The exhibition also includes documentary elements demonstrating the process of harvesting black ash trees and virtual basket-making workshops led by Church.
Crazy Horse Memorial: POW/MIA National Chair of Honor Event
WHEN: Friday, Sept. 3 at 12:30 p.m.
WHERE: Native American Educational and Cultural Center at Crazy Horse Memorial, 12151 Avenue of the Chiefs, Crazy Horse, SD
South Dakota’s Crazy Horse Memorial, which has a history of paying tribute to veterans through a variety of programs, exhibits, and educational programs, will continue its vet-venerating tradition in an upcoming event honoring the bond between Indian Nations and the US Military.
On Friday, veterans and active service members will witness the unveiling of 'One Empty Seat' - a National Chair of Honor, at the Memorial’s Native American Educational and Cultural Center.
The event will commence with an Honor Guard processional, and then transition into an hour-long program honoring POW-MIA soldiers and all of the veterans and active military in attendance, before culminating with the reveal of the new 'One Empty Seat' POW-MIA National Chair of Honor display.
For more information, visit www.crazyhorse.org.
Resiliency of Montana: Indigenous Art Exposure
WHEN: Friday, Sept. 3 through Saturday, Sept. 4
WHERE: Zootown Arts Community Center, 216 W. Main St., Missoula, Montana; Exhibition page
For a montage of Montana’s leading Indigenous artists, designers and performers, ride on over to Resiliency of Montana: Indigenous Art Exposure, a two day collaborative and educational event bringing together Montana tribal artists and Indigenous relatives,
On Friday, there will be a gallery opening with work by Carlin Bear Don’t Walk, Monica Gilles-Brings Yellow, Two Eagle River School, and Evani Spencer. Event-goers can also browse and shop the Indigenous Art Market, featuring pieces from local artists and brands including Plains Soul, Beacreations, Jesse and Tillie Derosier, Dancing Butterfly Designs and Native Bling, Evening Designs, Antelope Woman Designs, Buffalo Bridge Designs and Thunderwoman Designs, NomadCulture 406 and Sweet Sage Woman.

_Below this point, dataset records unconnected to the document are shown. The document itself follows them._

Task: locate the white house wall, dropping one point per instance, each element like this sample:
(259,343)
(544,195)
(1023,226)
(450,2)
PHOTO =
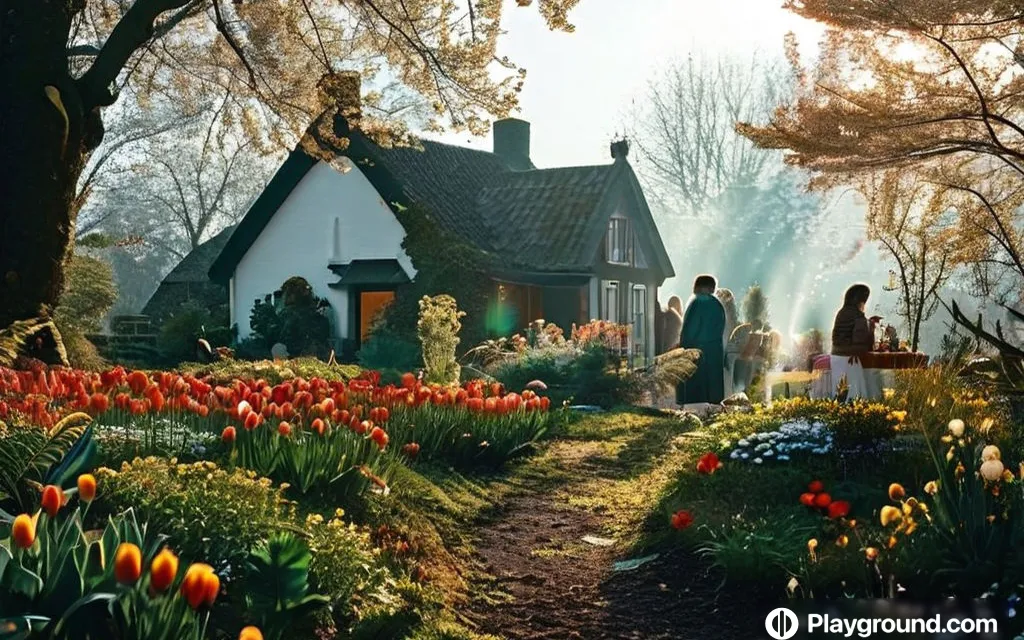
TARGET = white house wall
(299,240)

The gallery opening will be accompanied by music from Teague Goodvoice, Crybaby and Foreshadow, and readings by Chris La Tray and Heather Cahoon.
Saturday will feature the Two Eagle River School student photography panel and slide show, and a fashion show emceed by Dr. Brad Hall and Dr. Annie Belcourt , highlighting Indigenous members from the community showcasing their heritage in both traditional and modern fashion by designers including Sweet Sage Woman.
Native Visions Fashion Show
WHEN: Tuesday, Sept. 14, 6 p.m. - 9 p.m.
WHERE: The Lynhall, 2640 Lyndale Ave. South, Minneapolis, Minnesota. Tickets are $25 or general admission and $50 for VIP. Purchase here.
The Native Visions Fashion show doesn’t hit the runway until Tuesday, Sept. 14, but tickets are selling like crazy, so sew up your plans now or you may miss out on this showcase of Native chic
White’s work will stalk the catwalk, as will the creations of Cree and Dene designer Osamuskwasis Roan and Diné designers Tanisha and Darlene Beetso of Beads Sews Creations, during this show featuring designs celebrating the vibrant art and apparel of the tribes of Minnesota, New Mexico, and Canada.